Bialacki został zatrzymany na początku sierpniaBladyniec_CC0

Sąd w Mińsku odrzucił apelację w sprawie zastosowania aresztu wobec zatrzymanego na początku sierpnia obrońcy praw człowieka Alesia Bialackiego - podało w środę Radio Swaboda. Jak przekazali współpracownicy Bialackiego, sąd uznał za zgodne z prawem zastosowanie takiego środka zapobiegawczego.

Centrum Praw Człowieka "Wiasna", którego szefem jest właśnie Bialacki, zbiera podpisy pod poręczeniem za niego, by ubiegać się w ten sposób o zwolnienie go z aresztu.

Szef "Wiasny", jednej z najbardziej znanych organizacji pozarządowych na Białorusi, jest oskarżony o to, że nie zapłacił podatków od kwot, które przechowywał na koncie bankowym na Litwie.

Według "Wiasny" chodzi o środki z fundacji zagranicznych przekazywane na działalność organizacji, w tym na pomoc dla osób prześladowanych na Białorusi z powodów politycznych.

Informacje o koncie

Aresztowanie Bialackiego umożliwiły informacje o jego koncie, których udzieliło służbom białoruskim Ministerstwo Sprawiedliwości Litwy w ramach pomocy prawnej.

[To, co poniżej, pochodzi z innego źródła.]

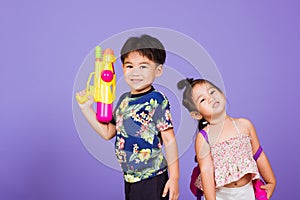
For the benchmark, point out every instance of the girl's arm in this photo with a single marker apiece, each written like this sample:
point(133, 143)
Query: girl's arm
point(206, 170)
point(263, 163)
point(171, 150)
point(106, 131)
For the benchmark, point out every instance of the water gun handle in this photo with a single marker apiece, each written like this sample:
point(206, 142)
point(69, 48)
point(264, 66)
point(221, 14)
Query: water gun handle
point(89, 91)
point(260, 194)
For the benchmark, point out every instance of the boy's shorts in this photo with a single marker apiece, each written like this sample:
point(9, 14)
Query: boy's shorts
point(148, 189)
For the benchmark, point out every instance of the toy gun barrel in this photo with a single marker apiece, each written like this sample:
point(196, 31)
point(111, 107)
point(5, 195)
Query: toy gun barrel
point(104, 86)
point(107, 87)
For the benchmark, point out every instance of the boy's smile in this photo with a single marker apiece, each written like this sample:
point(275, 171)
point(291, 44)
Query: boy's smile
point(140, 72)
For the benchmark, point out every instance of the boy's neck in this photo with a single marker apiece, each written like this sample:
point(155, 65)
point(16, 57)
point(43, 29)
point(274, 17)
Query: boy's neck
point(142, 93)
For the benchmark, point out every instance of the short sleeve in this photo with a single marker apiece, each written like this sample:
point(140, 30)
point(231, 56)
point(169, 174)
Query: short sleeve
point(204, 151)
point(162, 116)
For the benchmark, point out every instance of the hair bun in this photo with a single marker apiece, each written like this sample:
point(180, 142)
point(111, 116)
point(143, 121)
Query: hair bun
point(184, 83)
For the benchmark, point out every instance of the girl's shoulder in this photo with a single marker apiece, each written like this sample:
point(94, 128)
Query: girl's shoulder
point(244, 124)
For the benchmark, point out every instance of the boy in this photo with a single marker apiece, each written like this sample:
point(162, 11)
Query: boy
point(142, 124)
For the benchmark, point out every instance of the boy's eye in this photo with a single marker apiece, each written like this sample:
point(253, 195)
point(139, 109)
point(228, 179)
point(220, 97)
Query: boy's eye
point(143, 67)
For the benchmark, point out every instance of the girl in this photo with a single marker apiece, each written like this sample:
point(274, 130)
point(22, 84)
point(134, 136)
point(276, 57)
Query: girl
point(224, 146)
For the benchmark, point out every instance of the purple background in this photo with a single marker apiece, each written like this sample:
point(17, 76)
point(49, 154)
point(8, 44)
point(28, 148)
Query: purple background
point(254, 44)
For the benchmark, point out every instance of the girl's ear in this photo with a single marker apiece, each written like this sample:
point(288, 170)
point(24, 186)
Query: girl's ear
point(158, 71)
point(196, 115)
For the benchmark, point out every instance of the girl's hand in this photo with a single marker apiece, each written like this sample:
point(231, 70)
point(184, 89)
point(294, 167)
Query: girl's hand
point(87, 104)
point(173, 188)
point(269, 187)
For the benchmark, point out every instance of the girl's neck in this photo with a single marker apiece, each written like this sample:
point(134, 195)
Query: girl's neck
point(220, 120)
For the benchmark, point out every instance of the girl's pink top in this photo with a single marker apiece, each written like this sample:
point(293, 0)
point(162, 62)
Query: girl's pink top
point(232, 160)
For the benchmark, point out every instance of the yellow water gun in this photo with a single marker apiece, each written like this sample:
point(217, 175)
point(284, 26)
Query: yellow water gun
point(104, 88)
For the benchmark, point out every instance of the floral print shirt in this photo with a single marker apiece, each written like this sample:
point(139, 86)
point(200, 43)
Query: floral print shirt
point(139, 122)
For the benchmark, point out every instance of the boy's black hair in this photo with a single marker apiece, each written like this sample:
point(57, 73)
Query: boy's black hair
point(145, 45)
point(187, 100)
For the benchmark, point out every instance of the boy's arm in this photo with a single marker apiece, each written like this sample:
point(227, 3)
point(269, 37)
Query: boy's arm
point(106, 131)
point(171, 150)
point(262, 162)
point(206, 170)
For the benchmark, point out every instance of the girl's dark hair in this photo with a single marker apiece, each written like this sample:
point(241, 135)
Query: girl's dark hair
point(187, 100)
point(145, 45)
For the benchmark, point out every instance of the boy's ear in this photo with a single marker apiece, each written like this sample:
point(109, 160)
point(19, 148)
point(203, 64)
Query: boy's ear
point(196, 115)
point(158, 70)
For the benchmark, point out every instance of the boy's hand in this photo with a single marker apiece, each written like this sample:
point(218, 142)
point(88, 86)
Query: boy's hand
point(87, 104)
point(172, 187)
point(270, 187)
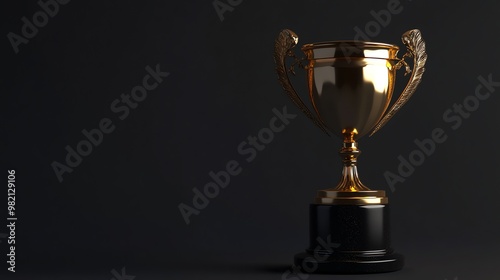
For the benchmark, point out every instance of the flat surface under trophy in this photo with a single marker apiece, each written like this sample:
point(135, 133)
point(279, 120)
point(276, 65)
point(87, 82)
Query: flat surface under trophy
point(350, 86)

Jak okazało się w zeszłym tygodniu, dane o Bialackim przekazała Białorusi również polska Prokuratura Generalna.

Za zatajenie dochodów o szczególnie dużej wysokości - a na podstawie takiego artykułu jest oskarżony szef "Wiasny" - grozi na Białorusi kara do siedmiu lat więzienia.